Regulatory Operations Associate

BGB Group

Regulatory Operations Associate

Our Agency

BGB is a healthcare communications agency that offers a wide range of services, including traditional pharmaceutical advertising, promotional medical education, payer marketing, and consulting services. Known for excellence and professionalism, we’re hired as strategic and creative partners by our biopharmaceutical clients to drive category/brand awareness and growth.

Position Overview

The Reg Ops Associate is responsible for consistent client submission success. Working closely with the Account, Project Management, Editorial, Medical, and Creative teams, they will ensure all client submission guidelines are understood and met for our pharmaceutical clients’ medical/legal/regulatory (MLR) submissions, and partner with Account to assemble all submission components, including tagging, linking, and uploading of submission files and support materials (including references). The Reg Ops Associate will work with their supervisor to maintain client reference libraries, perform reference checks prior to submission and develop, as needed, claims lists for their designated brands, as well as keep a submissions calendar laying out key upcoming dates. As they gain experience, Reg Ops Associates grow to develop and maintain relationships with the client-side submissions team, ensuring expectations are met and submissions are tracked. This role reports to the Associate Director of Regulatory Operations.

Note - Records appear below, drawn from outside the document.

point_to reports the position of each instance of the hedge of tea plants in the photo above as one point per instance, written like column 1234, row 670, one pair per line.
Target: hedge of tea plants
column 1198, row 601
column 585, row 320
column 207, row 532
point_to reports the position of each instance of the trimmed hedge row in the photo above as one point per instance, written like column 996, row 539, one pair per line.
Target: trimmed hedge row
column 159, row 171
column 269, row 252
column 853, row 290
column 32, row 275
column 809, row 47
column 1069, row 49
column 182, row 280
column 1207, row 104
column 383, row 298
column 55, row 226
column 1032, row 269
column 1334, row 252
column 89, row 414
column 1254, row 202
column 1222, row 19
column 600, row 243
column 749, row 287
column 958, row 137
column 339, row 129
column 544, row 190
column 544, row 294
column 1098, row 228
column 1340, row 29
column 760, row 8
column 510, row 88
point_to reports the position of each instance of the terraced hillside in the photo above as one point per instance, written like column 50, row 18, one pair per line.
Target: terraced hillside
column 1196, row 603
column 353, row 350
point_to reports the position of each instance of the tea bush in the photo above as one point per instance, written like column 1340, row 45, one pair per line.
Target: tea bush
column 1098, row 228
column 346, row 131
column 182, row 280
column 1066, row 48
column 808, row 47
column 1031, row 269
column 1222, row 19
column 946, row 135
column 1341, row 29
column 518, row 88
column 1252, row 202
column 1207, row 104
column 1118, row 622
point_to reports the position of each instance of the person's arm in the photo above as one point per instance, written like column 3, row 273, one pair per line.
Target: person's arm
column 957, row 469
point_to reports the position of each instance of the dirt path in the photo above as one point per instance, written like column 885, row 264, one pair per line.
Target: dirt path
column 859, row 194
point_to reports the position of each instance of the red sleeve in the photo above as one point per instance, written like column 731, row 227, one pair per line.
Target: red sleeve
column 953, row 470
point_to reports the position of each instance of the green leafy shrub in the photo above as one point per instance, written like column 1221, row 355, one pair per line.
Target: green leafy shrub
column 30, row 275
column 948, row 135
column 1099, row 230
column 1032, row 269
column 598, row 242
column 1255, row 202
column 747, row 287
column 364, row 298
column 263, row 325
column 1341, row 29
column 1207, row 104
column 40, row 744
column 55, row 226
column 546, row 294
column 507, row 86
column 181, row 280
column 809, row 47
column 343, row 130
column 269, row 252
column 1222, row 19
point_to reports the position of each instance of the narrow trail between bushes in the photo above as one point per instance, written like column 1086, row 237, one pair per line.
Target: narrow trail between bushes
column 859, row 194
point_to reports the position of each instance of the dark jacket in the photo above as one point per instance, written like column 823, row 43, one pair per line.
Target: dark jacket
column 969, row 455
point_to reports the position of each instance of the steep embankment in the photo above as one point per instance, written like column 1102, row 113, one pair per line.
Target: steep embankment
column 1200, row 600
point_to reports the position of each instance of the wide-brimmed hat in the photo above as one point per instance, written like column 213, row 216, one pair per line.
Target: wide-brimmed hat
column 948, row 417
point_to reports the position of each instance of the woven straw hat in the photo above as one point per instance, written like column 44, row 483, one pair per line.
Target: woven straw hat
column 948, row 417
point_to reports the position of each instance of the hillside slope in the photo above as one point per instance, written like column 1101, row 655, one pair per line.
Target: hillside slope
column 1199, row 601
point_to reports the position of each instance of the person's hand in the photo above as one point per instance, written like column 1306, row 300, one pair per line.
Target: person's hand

PLEASE NOTE: This is a hybrid position requiring onsite collaboration. The role will be based out of our office located in New York City. All candidates must be willing to commute into the office on a regular basis.

Role Requirements:

The Regulatory Operations Associate must be able to fulfill the responsibilities under the direct supervision of his/her manager or designated senior team member

• Maintain knowledge and expertise on how to successfully submit a project for medical/legal/regulatory (MLR) review based on different clients’ procedures and guidelines as well as agency standard operating procedures
• Collaborate with the account, project management, editorial, medical, and copy teams to prepare and submit completed medical education and promotional advertising projects for MLR submissions
• Under guidance of supervisor, establish and cultivate relationships with MLR counterparts to discuss submissions, MLR reviews, and any relevant updates
• Learn and enforce industry standards for all MLR submissions per either FDA/OPDP regulations or global markets standards, as well as agency and Pharmaceutical Client specifications
• Maintain a submissions calendar for their books of business, tracking all upcoming submissions and working closely with the Account and PM teams to strategize how best to prepare submissions
• Prepare and complete submissions
• Perform QC of submission components prepared by team before moving forward
• Tag and link references within e-submission portals for various brands
• Insert any functional annotations or comments directed to MLR reviewers
• Schedule and manage multiple brands’ weekly or daily submission status meetings
• With guidance, create, uphold, and maintain submission checklists per brand
  

Preferred Qualifications

Desired Skills

• Extremely detail-oriented and organized approach
• Team-oriented outlook and interpersonal skills
• Enthusiasm for the sciences
• Predisposition to learning and knowing the rules (from FDA regulations to the clients’ submission guidelines)
• Technological savvy
• Can effectively manage time, multi-task, and handle a high volume of work in a fast-paced environment
  
  

Position requirements

• Bachelor’s degree (English, Communications, or any scientific field preferred)
• Experience in science, medicine, or at a pharmaceutical advertising agency preferred
• Proficiency in Adobe Acrobat and PowerPoint as well as other Microsoft Office applications (Word, Outlook, Excel, OneNote)
• Familiarity with e-submission platforms (Veeva, Zinc, etc.) and PubMed required
  
  

Salary range: $58,656 - $70,000

The salary range provided represents what a potential hire may expect to earn in this role at BGB. Actual salary decisions will be influenced by several factors that we use to determine overall fit, including experience (both direct and indirect), education, training, demonstrated qualifications, and organizational need. Salary is only one component of the total rewards package offered at BGB Group.

BGB Group is an equal opportunity employer. All applicants will be considered without regard to race, color, religion, sex, age, national origin, citizenship status, sexual orientation, disability, veteran status or any category or class of person protected by law.